Annotation Queues¶
An Annotation Queue is the central object in the annotations system. It defines what to review (the items), how to review it (the schema), who reviews it (the assignees), and how many reviews each item needs.
Annotation Schema¶
Before creating a queue, you need to decide what fields reviewers will fill in. These fields are defined as part of the queue's schema.
Field Types¶
| Type | Description | Options |
|---|---|---|
| integer | Whole number input | Optional min/max constraints |
| float | Decimal number input | Optional min/max constraints |
| string | Free-text input | Optional max length |
| choices | Dropdown with predefined options | List of allowed values (required) |
Each field has a name and an optional description to guide reviewers.
Example schema:
| Field Name | Type | Description |
|---|---|---|
helpfulness |
integer (1–5) | How helpful was the assistant's response? |
tone |
choices (professional, neutral, inappropriate) | Describe the tone of the conversation |
notes |
string | Any additional observations |
Creating a Queue¶
Navigate to Annotation Queues in the left sidebar and click New Queue.
| Field | Description |
|---|---|
| Name | Unique name for this queue within your team |
| Description | Optional context for reviewers |
| Schema | Add one or more annotation fields (see above) |
| Assignees | Team members who will review items in this queue |
| Reviews required | Number of independent reviews needed per item (1–10, default: 1) |
Multiple reviews
Setting Reviews required to more than 1 is useful when you want multiple reviewers to independently annotate the same item — for example, to measure inter-rater agreement or to get a consensus rating.

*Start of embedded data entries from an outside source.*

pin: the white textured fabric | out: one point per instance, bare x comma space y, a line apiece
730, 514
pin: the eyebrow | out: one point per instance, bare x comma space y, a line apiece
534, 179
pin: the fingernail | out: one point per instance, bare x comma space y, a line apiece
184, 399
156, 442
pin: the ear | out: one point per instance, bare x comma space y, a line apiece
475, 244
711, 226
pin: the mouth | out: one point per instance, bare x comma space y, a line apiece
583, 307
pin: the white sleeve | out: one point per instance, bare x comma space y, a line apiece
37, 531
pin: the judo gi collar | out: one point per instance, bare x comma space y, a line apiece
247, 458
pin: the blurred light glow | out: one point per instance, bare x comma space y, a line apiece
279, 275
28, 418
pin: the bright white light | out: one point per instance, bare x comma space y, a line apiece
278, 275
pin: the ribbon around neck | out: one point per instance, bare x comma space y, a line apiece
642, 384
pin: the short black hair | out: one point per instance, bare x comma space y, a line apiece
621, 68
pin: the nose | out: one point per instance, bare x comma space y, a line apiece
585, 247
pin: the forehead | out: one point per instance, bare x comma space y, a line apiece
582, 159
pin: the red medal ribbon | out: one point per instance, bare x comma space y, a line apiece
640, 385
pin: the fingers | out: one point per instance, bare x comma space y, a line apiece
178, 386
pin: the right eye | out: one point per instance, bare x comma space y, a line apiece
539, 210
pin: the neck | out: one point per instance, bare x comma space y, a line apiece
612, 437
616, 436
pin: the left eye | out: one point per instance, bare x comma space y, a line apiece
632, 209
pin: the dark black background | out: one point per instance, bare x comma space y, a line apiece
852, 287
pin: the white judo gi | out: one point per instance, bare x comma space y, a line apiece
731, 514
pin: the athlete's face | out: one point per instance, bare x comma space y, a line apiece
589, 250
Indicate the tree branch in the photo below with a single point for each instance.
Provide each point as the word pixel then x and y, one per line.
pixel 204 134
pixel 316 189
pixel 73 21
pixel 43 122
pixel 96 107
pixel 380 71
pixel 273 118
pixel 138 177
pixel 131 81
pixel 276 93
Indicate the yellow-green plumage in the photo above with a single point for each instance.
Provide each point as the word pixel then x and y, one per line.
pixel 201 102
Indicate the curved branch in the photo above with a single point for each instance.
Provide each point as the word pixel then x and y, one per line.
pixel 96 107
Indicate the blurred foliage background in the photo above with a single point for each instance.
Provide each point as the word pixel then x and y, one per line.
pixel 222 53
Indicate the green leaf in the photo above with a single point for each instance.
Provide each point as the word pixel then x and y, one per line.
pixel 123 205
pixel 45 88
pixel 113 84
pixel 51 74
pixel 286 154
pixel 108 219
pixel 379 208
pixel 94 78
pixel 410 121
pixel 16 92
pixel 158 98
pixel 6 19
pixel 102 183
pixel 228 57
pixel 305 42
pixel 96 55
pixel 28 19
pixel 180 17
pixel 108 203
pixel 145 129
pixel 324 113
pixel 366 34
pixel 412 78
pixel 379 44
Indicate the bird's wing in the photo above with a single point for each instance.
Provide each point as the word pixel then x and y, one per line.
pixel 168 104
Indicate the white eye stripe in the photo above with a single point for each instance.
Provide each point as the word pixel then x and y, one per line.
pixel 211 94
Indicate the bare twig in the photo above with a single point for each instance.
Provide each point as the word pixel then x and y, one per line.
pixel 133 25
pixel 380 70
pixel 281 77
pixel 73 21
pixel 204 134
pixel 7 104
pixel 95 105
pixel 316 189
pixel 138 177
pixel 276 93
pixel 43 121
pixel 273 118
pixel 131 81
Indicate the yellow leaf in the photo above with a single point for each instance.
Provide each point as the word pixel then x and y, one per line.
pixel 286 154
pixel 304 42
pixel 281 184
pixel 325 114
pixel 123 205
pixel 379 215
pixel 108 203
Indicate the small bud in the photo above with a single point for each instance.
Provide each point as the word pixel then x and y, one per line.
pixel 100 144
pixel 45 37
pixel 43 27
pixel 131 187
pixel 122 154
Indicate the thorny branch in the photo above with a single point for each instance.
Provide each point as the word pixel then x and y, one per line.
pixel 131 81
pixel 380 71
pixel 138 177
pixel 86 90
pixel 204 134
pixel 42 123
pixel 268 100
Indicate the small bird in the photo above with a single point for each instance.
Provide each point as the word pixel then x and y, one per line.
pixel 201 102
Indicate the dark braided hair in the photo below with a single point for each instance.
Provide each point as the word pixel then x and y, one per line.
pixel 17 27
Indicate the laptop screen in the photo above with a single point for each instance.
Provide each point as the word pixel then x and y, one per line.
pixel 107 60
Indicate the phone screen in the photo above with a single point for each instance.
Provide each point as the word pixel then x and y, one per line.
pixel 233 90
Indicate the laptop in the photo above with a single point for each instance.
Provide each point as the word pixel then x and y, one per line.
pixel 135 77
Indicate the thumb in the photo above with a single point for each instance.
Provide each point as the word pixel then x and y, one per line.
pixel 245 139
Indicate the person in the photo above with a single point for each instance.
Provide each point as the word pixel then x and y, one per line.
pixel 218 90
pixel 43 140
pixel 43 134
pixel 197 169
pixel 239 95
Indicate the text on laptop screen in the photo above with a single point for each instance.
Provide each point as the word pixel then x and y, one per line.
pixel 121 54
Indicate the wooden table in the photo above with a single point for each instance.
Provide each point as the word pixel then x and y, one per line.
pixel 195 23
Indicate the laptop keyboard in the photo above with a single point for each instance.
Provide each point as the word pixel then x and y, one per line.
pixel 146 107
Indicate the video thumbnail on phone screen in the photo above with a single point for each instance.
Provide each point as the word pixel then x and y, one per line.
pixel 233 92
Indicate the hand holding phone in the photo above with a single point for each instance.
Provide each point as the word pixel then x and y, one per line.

An item is marked Completed only when it has received the required number of reviews.
Queue Status¶
| Status | Meaning |
|---|---|
| Active | Open for annotation |
| Paused | Temporarily closed; reviewers cannot submit new annotations |
| Completed | All items have been reviewed |
| Archived | Queue is closed and no longer active |
Adding Items¶
Items can be added to a queue in three ways.
1. Session Selector¶
From the queue detail page, click Add Sessions. This opens a filterable table of experiment sessions. You can then choose how many sessions to add:
| Mode | Description |
|---|---|
| Selected only (default) | Add only the sessions you've checked |
| All matching filters | Add every session matching the current filter criteria |
| Sample | Add a random percentage of sessions matching the current filters |
Note
A confirmation prompt is shown for bulk operations (all matching, or large samples).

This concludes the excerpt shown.